How do you find the Higher Education sector in China?
As a country China is expanding and there are increasingly high expectations of universities and research programmes. Academics here are under considerable pressure to increase their research output such as publishing high impact scientific papers. The culture in a Chinese university is highly competitive and you need to be very ambitious. If you want an easy life then don’t come to China! However, the atmosphere is very supportive.
Huazhong Agricultural University
How does Chinese university teaching differ from other countries you have worked in?
There are many more students here in China and the staff to student ratio is relatively low. This puts pressure on the lecturers. And here in China some of the students are not particularly interested in the subject they are studying. This might mean that the students can sometimes lack motivation.
However, I have noticed that this situation is changing and students are on courses that are more suited to their interests. Here in China we are moving to an increasingly Western model of higher education, with an increasing emphasis on student participation and seminar-style classes.
What has your experience abroad brought to your teaching and research in China?
Whilst I was in the US I received excellent training and was able to develop a very strong scientific background. I left China as a young graduate with very little English, but was able to develop my English language and communication skills to a high level.
Working overseas and collaborating with international academics has brought a different dimension to my work and broadened my perspective. All this helped when I applied for my senior position at Huazhong Agricultural University.

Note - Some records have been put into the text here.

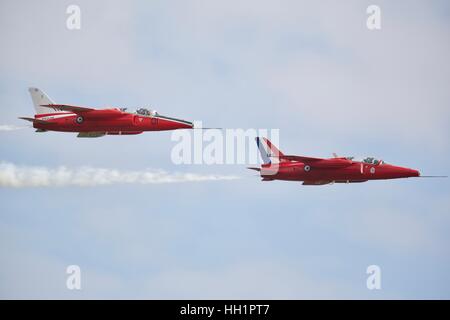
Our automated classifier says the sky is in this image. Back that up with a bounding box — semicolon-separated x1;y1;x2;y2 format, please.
0;0;450;299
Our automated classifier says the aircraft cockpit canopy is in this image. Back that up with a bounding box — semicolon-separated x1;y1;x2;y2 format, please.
362;157;383;166
135;108;158;117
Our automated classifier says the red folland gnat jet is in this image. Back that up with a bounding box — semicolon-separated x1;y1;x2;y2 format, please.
249;138;428;186
19;88;193;138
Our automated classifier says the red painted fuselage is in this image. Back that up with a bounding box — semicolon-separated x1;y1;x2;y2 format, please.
250;138;420;185
33;109;193;134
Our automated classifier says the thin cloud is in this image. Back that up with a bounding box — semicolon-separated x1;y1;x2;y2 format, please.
0;124;28;131
0;162;239;188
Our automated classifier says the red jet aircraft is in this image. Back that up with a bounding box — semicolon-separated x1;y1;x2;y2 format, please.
249;138;428;186
19;88;193;138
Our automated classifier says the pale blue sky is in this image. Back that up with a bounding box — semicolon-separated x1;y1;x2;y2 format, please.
0;1;450;299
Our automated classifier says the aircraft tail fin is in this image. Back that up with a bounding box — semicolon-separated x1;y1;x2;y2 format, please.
256;137;284;164
28;88;55;114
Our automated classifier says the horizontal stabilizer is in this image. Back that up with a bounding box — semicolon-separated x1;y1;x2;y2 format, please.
19;117;48;123
77;132;106;138
302;180;333;186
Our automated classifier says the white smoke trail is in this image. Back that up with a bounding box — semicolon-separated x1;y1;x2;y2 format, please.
0;162;239;188
0;124;28;131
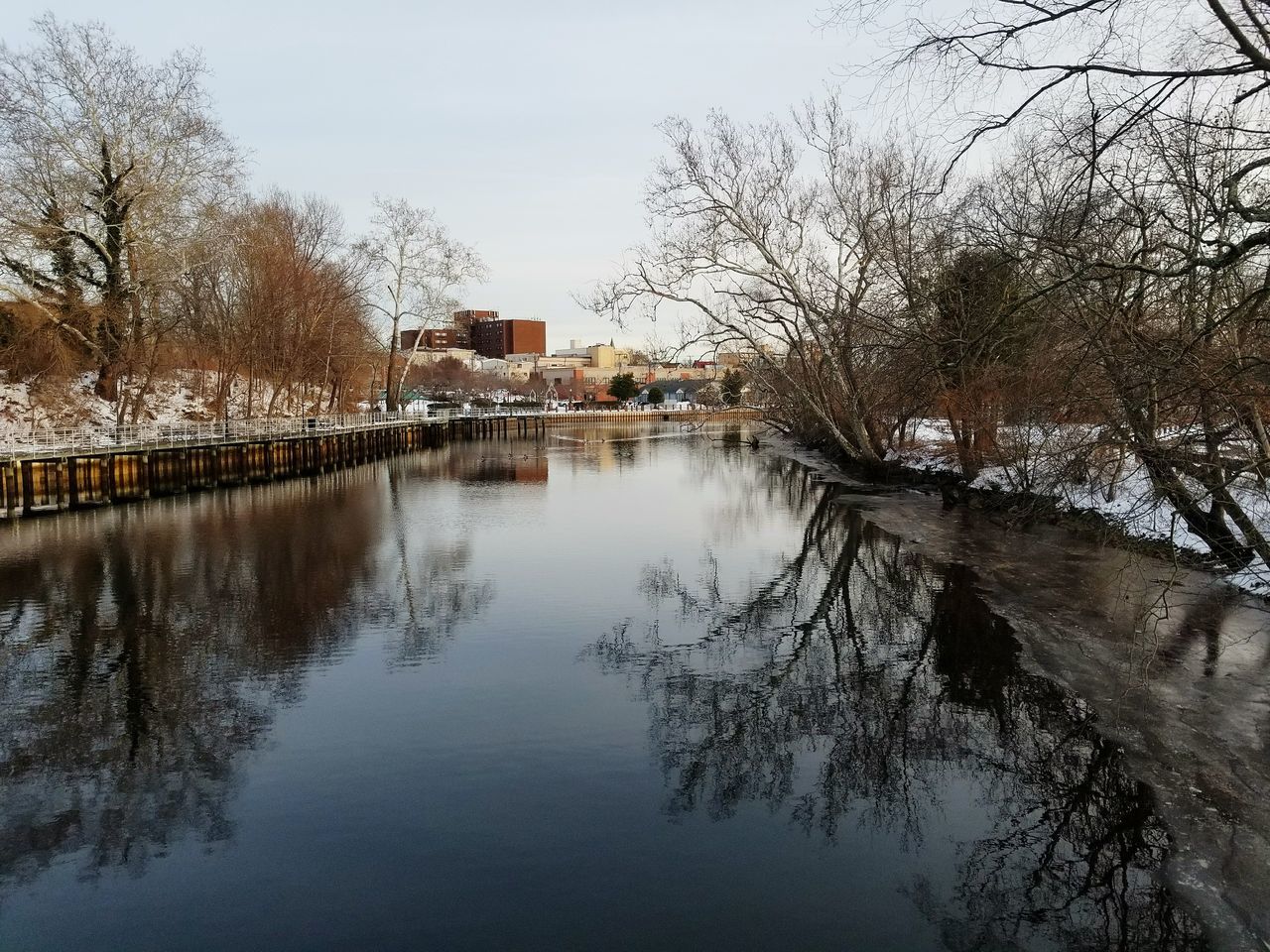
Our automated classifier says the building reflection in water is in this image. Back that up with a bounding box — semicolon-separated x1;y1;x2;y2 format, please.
588;461;1204;949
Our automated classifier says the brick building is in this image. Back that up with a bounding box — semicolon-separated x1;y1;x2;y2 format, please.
401;326;471;350
449;311;498;331
469;318;548;359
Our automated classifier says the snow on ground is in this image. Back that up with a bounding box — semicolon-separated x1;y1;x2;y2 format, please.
0;371;327;447
890;420;1270;594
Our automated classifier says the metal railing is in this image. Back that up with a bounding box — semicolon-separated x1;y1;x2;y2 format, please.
0;405;751;459
0;410;449;458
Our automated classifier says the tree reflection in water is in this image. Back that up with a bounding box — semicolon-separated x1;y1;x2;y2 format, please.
589;459;1204;949
0;470;493;890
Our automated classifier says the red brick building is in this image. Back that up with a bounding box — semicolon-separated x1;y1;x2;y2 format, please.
401;327;472;350
469;318;548;358
450;311;498;332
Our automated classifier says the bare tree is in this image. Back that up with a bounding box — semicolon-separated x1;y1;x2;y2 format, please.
0;15;239;400
358;196;485;410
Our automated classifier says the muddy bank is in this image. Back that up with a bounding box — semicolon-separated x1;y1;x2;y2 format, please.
776;447;1270;949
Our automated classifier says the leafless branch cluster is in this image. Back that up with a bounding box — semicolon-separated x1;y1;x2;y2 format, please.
0;15;482;421
590;0;1270;578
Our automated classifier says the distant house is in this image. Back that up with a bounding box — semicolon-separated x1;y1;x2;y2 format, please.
635;380;715;407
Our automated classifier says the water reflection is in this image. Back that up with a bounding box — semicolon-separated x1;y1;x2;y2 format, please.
0;470;493;889
588;459;1204;949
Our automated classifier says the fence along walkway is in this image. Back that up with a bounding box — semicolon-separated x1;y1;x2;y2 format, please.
0;408;752;520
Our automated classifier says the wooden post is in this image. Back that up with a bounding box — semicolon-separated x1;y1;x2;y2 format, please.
19;459;36;516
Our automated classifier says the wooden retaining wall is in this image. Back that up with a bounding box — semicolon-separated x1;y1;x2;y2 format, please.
0;412;754;520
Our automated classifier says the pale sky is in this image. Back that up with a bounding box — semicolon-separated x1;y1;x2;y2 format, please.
0;0;876;349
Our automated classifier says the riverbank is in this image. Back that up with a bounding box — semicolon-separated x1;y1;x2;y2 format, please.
756;420;1270;598
771;440;1270;949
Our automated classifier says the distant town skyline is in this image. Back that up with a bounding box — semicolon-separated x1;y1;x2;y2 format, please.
4;0;875;349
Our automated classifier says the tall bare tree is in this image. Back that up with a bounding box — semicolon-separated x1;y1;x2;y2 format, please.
0;14;239;400
358;195;485;410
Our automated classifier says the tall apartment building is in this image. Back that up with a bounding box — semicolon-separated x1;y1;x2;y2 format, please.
449;311;498;331
401;326;471;350
467;318;548;359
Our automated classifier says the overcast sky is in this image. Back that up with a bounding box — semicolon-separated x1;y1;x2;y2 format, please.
3;0;870;348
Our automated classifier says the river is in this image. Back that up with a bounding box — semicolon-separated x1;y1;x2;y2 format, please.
0;425;1270;952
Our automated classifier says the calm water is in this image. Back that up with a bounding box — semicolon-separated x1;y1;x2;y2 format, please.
0;432;1206;951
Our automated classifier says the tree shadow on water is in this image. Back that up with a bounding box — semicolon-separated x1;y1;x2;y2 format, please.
586;463;1206;949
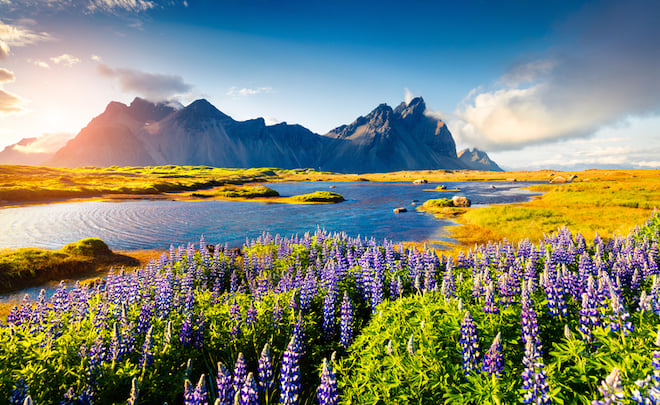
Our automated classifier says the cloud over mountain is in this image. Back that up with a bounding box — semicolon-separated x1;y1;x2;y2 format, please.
97;63;192;101
450;0;660;150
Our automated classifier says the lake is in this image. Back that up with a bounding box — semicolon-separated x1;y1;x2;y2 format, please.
0;182;537;250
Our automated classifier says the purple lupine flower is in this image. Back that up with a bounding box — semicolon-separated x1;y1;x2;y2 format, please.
126;378;140;405
280;335;301;405
245;301;257;326
591;367;626;405
215;362;234;405
484;281;500;314
322;290;335;341
191;374;209;405
316;359;339;405
481;332;504;378
239;373;259;405
459;311;479;375
231;353;247;392
179;312;194;346
339;291;353;349
139;325;154;368
258;343;275;391
272;295;284;331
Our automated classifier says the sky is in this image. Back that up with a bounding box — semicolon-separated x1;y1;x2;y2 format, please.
0;0;660;170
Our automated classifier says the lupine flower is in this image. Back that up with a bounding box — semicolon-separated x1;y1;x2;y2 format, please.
240;373;259;405
280;335;301;405
258;343;275;391
460;311;479;375
215;362;234;405
126;378;140;405
482;332;504;378
245;302;257;326
322;290;335;341
406;333;415;356
232;353;247;392
339;291;353;348
316;359;339;405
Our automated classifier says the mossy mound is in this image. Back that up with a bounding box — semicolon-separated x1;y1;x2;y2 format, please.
0;238;140;292
62;238;112;257
291;191;344;203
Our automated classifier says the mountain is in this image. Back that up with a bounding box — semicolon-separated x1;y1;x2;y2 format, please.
321;97;466;173
48;98;502;173
458;148;503;172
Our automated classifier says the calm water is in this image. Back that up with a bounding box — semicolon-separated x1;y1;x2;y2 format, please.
0;182;534;250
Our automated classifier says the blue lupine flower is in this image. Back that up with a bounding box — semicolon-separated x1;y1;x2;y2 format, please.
322;290;335;341
459;311;479;375
280;335;301;405
239;373;259;405
339;291;353;349
258;343;275;391
316;359;339;405
215;362;234;405
482;332;504;378
126;378;140;405
231;353;247;392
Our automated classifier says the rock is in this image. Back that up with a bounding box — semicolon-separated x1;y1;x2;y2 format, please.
451;195;472;207
550;176;566;184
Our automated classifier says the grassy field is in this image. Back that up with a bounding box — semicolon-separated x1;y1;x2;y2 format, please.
0;166;660;249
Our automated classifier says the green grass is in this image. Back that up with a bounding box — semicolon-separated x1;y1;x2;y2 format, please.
291;191;344;203
0;238;139;292
191;186;280;198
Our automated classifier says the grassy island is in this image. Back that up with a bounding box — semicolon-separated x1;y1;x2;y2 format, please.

I love working in this research environment as it is exciting and stimulating. The challenges for successful crop production are greater than in other countries. For example, here in China farmers expect to grow 2-3 crops a year in one field. The cropping intensity here is greater than anywhere else in the world. The government pressures are also different to those in other countries. All these factors combine to making my job both very different to anything I have experienced before and at the same time very enjoyable.
Shaobing in a Rice Field
What do you enjoy most about your job in China?

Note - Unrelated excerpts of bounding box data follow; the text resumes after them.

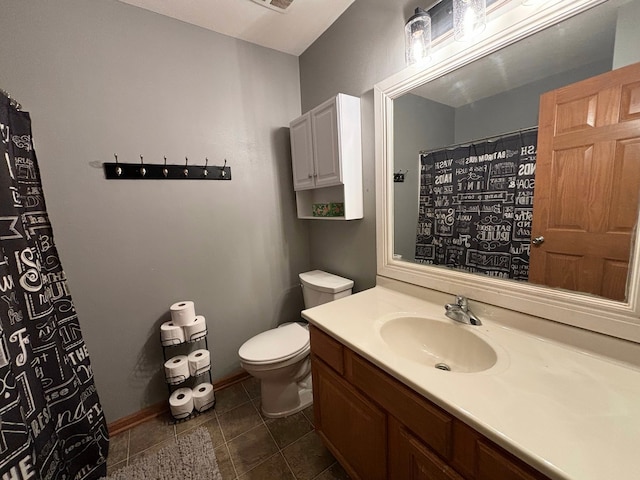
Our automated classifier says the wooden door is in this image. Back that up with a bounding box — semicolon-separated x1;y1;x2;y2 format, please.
529;63;640;300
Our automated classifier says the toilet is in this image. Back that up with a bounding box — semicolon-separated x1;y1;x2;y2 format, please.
238;270;353;418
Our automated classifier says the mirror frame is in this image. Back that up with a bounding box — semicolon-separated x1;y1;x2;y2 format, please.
374;0;640;343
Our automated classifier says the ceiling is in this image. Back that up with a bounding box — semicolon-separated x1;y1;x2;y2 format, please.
115;0;354;56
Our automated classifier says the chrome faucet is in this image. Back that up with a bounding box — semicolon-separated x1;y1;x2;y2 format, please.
444;295;482;325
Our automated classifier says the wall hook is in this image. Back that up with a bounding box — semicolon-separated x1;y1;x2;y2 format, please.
140;155;147;177
113;153;122;176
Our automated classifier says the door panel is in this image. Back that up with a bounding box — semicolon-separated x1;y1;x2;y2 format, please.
529;64;640;300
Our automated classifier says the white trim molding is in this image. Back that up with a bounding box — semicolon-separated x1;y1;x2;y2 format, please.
374;0;640;343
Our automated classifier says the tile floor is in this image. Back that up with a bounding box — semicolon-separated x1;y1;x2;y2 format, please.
107;378;349;480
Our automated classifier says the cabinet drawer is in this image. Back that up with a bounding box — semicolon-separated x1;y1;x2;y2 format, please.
345;350;453;459
477;440;547;480
451;420;549;480
309;325;344;375
389;417;464;480
312;359;387;480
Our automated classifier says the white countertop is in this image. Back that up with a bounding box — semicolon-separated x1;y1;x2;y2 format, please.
302;286;640;480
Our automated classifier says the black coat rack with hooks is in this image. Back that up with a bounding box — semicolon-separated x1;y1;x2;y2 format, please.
103;154;231;180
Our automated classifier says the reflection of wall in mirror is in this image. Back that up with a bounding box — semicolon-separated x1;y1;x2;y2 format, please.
394;59;611;260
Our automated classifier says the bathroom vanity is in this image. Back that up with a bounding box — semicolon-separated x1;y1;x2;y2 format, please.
303;286;640;480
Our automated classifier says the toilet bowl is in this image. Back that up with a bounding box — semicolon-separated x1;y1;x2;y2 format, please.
238;270;353;418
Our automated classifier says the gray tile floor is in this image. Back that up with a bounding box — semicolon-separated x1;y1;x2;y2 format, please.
107;378;349;480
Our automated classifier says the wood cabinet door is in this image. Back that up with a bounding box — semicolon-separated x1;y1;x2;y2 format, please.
289;113;315;190
529;63;640;300
311;97;342;187
389;417;462;480
312;358;387;480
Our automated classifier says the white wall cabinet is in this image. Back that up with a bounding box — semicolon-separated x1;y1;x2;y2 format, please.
289;93;363;220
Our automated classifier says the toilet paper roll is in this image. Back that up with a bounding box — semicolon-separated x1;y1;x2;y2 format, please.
164;355;189;384
182;315;207;341
188;348;211;376
160;322;185;347
193;383;216;412
169;300;196;327
169;388;193;418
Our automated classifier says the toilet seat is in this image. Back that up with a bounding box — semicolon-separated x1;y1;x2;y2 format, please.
238;323;310;365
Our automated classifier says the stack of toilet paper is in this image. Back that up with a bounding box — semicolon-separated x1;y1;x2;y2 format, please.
164;348;211;385
160;300;207;347
169;382;216;419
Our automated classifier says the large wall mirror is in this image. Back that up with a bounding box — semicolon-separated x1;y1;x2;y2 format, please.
375;0;640;342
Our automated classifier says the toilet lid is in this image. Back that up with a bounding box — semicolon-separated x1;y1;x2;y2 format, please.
238;323;309;363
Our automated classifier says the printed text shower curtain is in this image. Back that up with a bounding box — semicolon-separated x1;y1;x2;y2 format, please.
415;129;538;281
0;94;108;480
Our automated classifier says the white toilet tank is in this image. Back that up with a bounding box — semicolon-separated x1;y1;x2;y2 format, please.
299;270;353;308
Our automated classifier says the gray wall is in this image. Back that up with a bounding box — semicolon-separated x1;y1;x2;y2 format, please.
0;0;308;422
613;1;640;68
393;94;455;260
300;0;422;291
455;59;612;143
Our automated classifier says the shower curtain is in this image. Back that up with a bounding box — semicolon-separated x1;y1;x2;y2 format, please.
0;94;109;480
415;129;538;281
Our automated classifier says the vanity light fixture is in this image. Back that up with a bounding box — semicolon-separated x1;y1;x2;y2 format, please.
453;0;487;42
404;7;431;65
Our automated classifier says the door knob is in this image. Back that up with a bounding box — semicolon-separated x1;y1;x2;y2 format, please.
531;235;544;246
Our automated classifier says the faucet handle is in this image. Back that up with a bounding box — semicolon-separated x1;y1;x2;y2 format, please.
456;295;469;310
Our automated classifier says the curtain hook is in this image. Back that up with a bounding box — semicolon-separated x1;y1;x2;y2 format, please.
113;153;122;176
140;155;147;177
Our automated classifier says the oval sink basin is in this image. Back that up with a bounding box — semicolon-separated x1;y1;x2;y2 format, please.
380;317;498;373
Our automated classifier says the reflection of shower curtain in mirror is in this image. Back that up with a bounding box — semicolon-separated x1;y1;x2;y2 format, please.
0;94;108;480
416;130;538;280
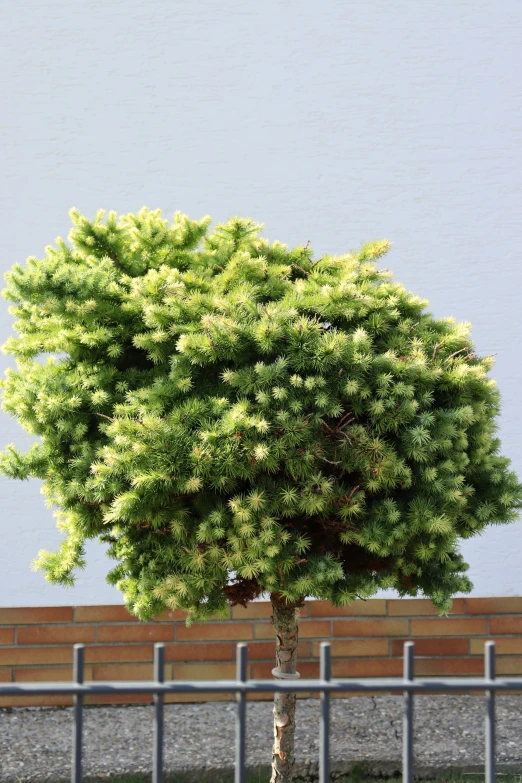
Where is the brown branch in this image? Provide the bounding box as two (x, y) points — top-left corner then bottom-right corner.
(290, 263), (310, 275)
(442, 348), (474, 364)
(431, 337), (448, 361)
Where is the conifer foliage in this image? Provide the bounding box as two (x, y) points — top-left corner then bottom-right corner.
(0, 207), (522, 621)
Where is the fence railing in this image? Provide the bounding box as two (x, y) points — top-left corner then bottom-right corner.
(0, 642), (522, 783)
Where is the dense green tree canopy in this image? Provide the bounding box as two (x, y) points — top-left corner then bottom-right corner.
(0, 207), (522, 619)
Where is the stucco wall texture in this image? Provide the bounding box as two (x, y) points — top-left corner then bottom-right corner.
(0, 0), (522, 607)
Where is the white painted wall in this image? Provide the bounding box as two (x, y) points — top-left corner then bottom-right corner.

Teaching is also a very rewarding aspect of the job. I really enjoy working with students who are excited about the subject, and it is encouraging to follow their progress.
What advice have you got for other academics who may want to work or return to China?
- Try to find a suitable university where your expertise is needed. This involves careful research
- You will need a strong publication record before you come back. This is how you will be judged. More prestigious journals have better impact
- Be prepared for an adjustment in your ways of working.
In addition I have found the high level air pollution here has required some adjustment. The university is part of a city with 8 million residents and the fumes from cars and building construction are considerable.
What are the top three reasons you chose to work in your current institution?
- The university has several world-class agricultural scientists who are responsible for an excellent academic atmosphere on this campus
- The administrative staff here are very friendly and helpful and do their utmost to support scientists and professors
- My home town is near the university.